We can also visualise the result via the Q-Q plot. Plotting functionality is supported via Plots.jl.
using Plots
plot(res, BetaBinomial(); size=(300, 300), title="Bug-free sampler")
Quantile error: 0.003602000000000002
Let's try Geweke test on the buggy sampler now.
res_buggy = perform(GewekeTest(5_000), BetaBinomial, rand_θ_given_buggy)
Progress: 100%|█████████████████████████████████████████| Time: 0:00:00
┌ Warning: Test function `g` is not provided. Statistic is not computed.
└ @ MCMCDebugging /Users/kai/projects/TuringLang/MCMCDebugging.jl/src/geweke.jl:77
Geweke (Joint Distribution) Test -------------------------------- Results: Number of samples: 5000 Parameter dimension: 1 Data dimension: 1 Statistic: missing P-value: missing Test statistic is missing. Please use `compute_statistic!(res, g)` if you want compute statistic without rerun the simulation.
Oops -- I also didn't passing the testing function g
, which is wanted if we only want to make the Q-Q plot. But for the statistics and p-values, let's follow the recommendation to update the result.

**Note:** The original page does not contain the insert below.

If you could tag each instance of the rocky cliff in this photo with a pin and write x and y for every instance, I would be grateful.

compute_statistic!(res_buggy, g)
Geweke (Joint Distribution) Test -------------------------------- Results: Number of samples: 5000 Parameter dimension: 1 Data dimension: 1 Statistic: [-41.00888978073274, -24.577724389227683] P-value: [0.0, 2.186427127224003e-133]
The p-values are much smaller, indicating there is strong evidence against the hypothesis that the sampler is bug-free.
Notably, the visualization is also very informative.
plot(res_buggy, BetaBinomial(); size=(300, 300), title="Buggy sampler")
Quantile error: 0.157802
You can also check the maximum mean discrepancy (MMD) using the two results.
@info "MMD" mmd_of(res) mmd_of(res_buggy)
┌ Info: MMD │ mmd_of(res) = 9.005168477094205e-5 │ mmd_of(res_buggy) = 0.06918151052999455 └ @ Main In[7]:1
As you can see, the bug-free one attains a much smaller value, meaning the marginal-conditional simulator and the bug-free successive-conditional simulator admit more similar distributions.